On Friday, outside groups including the libertarian organization TechFreedom backed the broadband industry's request, arguing in a friend-of-the-court brief that the 2nd Circuit ruling will result in “catastrophic consequences.”
TechFreedom contends that states have no power to regulate “information” services that are covered by Title I of the Communications Act.
(In 2021, when New York passed the Affordable Broadband Act, broadband was considered a Title I information service. Since then, the FCC reclassified broadband access as a Title II “telecommunications” service, which is subject to common carrier laws. But the 6th Circuit Court of Appeals recently blocked that move, and it's not yet clear whether the new classification will hold.)

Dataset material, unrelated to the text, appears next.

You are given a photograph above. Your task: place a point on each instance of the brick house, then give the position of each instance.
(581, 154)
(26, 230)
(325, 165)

TechFreedom argues that New York's bid to regulate broadband rates, if accepted in court, “would allow intrusive state regulation of all Title I information services,” including email.
The group writes: “Under New York’s theory, states could impose market entry or exit requirements, rate regulations, and many other onerous regulations on email, text messaging, and much more. That would be a disaster for the Internet, for technological progress, and for society.”
The Chamber of Commerce likewise argues in a separate brief that New York has no authority to set broadband prices.
“The laudable goal of affordable broadband does not justify unlawful and economically harmful tactics undertaken by states that disagree with the federal regulatory approach,” that group argues in its friend-of-the-court brief. “New York’s heavy-handed and retrograde ratemaking regime is neither lawful nor economically sound.”
New York officials are expected to make their case to the Supreme Court by mid-October.